Now Florida lawmakers are planning to amend a different bill that would regulate sexually explicit material online “harmful to minors,” adding provisions to restrict certain social networks that have “addictive characteristics,” such as endless scrolling.
That bill would require pornography websites to verify users' ages and exclude those under 18. In the past two years, Louisiana, Utah, Mississippi and other states have enacted similar laws.
In his X post, Renner said the amended bill would “empower parents to control what their children can access online while protecting minors from harm caused by addictive social media platforms.”
The Supreme Court is weighing free speech challenges against other social media laws, in cases that could reshape the Internet. One of those cases involves a 2021 Florida statute, currently on hold, that would prohibit platforms like Facebook and X from permanently excluding political candidates. (NetChoice is one of two technology trade groups challenging state laws in Supreme Court cases.)
But Florida's teen social media ban bill that DeSantis vetoed Friday went further, representing one of the most restrictive measures a state legislature has yet passed amid a growing national effort to crack down. against services like TikTok and Instagram in the name of child safety.
Over the past 18 months, other states have passed new online safety rules that would still allow younger teens to use social media.
Utah, Arkansas, Texas and Ohio passed laws last year that would force social networks to verify users' ages and obtain parental permission before giving accounts to children under 16 or 18. In 2022, California passed a law that would require social media and video. gaming apps used by minors to turn on the highest privacy settings and disable certain features, such as auto-playing videos, by default for those young people.
The social media crackdown is notable for being unusually bipartisan. California, a Democratic-led state, and Utah, a Republican-led state, recently enacted landmark laws that take different approaches to protecting young people online. Separately, last year Florida became the first state to require public schools to ban cell phone use by students during class time.

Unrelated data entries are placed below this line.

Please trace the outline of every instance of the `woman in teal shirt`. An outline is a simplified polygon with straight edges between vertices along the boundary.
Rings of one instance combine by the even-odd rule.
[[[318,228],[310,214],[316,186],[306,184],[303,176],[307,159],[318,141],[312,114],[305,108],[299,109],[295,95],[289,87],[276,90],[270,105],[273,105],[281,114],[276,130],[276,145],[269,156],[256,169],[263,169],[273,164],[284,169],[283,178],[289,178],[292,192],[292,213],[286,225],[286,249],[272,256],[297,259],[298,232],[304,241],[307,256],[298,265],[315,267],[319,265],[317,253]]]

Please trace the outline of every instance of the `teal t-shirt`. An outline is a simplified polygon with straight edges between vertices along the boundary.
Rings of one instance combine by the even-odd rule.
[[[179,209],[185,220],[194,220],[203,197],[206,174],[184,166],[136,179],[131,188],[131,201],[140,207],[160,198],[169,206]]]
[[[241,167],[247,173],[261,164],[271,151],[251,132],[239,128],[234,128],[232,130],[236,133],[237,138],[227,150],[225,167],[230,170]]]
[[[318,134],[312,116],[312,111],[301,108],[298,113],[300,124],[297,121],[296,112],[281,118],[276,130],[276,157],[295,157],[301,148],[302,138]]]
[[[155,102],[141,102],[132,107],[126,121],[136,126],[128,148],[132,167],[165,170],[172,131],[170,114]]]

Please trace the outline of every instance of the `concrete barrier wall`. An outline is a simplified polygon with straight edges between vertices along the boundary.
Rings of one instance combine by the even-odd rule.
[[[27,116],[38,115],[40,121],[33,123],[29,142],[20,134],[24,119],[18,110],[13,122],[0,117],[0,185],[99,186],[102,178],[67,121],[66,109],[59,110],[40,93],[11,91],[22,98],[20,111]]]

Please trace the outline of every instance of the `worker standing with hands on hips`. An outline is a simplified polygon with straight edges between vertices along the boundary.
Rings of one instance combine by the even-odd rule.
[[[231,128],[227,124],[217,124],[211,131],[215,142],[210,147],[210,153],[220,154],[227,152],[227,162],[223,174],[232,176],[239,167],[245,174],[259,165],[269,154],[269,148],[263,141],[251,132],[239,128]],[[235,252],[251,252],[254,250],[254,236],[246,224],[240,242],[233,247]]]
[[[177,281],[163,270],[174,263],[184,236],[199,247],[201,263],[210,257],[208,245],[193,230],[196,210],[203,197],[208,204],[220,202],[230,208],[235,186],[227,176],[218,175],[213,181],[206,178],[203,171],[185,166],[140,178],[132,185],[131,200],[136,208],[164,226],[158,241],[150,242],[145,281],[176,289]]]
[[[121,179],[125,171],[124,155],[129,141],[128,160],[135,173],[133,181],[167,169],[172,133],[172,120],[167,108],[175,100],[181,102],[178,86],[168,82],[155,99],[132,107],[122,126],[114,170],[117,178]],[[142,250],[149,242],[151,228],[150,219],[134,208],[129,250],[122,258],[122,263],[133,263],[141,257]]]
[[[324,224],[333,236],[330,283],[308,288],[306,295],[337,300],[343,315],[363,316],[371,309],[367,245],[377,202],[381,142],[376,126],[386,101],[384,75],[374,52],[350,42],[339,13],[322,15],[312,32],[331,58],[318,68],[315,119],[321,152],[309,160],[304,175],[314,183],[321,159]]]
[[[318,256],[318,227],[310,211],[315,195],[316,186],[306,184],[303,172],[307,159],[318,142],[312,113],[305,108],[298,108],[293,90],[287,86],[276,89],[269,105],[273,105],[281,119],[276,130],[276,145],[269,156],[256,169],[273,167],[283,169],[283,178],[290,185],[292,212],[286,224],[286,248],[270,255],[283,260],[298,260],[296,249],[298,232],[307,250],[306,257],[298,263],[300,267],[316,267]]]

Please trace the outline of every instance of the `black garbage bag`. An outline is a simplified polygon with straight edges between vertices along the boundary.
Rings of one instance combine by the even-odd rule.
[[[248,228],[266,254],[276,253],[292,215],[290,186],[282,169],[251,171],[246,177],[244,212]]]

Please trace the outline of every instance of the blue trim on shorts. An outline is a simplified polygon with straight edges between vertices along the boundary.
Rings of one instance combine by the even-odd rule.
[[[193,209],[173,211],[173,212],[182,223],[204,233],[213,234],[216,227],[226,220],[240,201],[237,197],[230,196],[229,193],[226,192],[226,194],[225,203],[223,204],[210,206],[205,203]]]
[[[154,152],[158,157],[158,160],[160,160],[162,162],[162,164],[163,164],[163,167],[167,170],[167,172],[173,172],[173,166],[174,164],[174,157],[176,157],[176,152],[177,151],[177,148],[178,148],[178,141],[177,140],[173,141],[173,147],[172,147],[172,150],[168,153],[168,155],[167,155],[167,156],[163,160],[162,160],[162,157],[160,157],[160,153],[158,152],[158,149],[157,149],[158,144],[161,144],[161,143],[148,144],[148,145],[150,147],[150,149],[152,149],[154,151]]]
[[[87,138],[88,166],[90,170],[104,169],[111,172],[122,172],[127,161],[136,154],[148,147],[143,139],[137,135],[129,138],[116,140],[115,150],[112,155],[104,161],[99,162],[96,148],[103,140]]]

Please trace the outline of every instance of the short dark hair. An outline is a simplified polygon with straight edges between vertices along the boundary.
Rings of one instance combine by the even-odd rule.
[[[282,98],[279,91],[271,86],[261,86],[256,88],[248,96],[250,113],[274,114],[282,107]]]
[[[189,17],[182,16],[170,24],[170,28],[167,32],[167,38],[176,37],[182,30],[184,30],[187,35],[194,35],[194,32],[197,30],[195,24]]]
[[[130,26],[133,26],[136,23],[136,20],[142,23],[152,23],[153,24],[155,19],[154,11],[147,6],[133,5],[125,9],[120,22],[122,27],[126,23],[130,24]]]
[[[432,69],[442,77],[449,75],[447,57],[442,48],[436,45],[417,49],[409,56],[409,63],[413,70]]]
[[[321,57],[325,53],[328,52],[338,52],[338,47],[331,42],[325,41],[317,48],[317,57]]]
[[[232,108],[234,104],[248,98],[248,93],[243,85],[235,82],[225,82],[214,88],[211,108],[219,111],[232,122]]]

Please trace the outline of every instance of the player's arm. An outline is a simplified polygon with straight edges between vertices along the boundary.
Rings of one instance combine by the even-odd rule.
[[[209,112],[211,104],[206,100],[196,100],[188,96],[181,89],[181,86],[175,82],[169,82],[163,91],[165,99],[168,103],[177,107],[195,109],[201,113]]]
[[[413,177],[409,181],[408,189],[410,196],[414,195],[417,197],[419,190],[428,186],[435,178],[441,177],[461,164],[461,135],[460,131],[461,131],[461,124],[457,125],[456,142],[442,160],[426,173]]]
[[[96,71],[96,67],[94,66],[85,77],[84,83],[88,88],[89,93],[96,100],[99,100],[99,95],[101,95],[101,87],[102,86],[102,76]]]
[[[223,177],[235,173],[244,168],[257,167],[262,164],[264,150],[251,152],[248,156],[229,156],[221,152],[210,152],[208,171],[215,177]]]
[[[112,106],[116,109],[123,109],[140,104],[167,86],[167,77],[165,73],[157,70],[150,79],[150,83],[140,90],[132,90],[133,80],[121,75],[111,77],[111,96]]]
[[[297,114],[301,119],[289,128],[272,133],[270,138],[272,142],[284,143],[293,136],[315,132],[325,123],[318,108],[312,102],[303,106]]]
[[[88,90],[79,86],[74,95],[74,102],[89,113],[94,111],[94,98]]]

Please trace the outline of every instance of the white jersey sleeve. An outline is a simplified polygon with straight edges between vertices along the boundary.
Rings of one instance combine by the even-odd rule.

Balancing new social media restrictions with free speech rights can be complicated. NetChoice has successfully sued to stop the new laws in Arkansas, California and Ohio. Judges in those cases said the children's online safety statutes likely infringed on the free speech rights of NetChoice members to distribute information, as well as the rights of young people to access it.
Mr. DeSantis said last week that he was “wrestling” with the Florida bill and weighing it against the rights of parents to make decisions about their children's online activities.
“You have to strike the right balance when you're looking at these things between policies that help parents get where they want to go and policies that can completely override parents,” he said.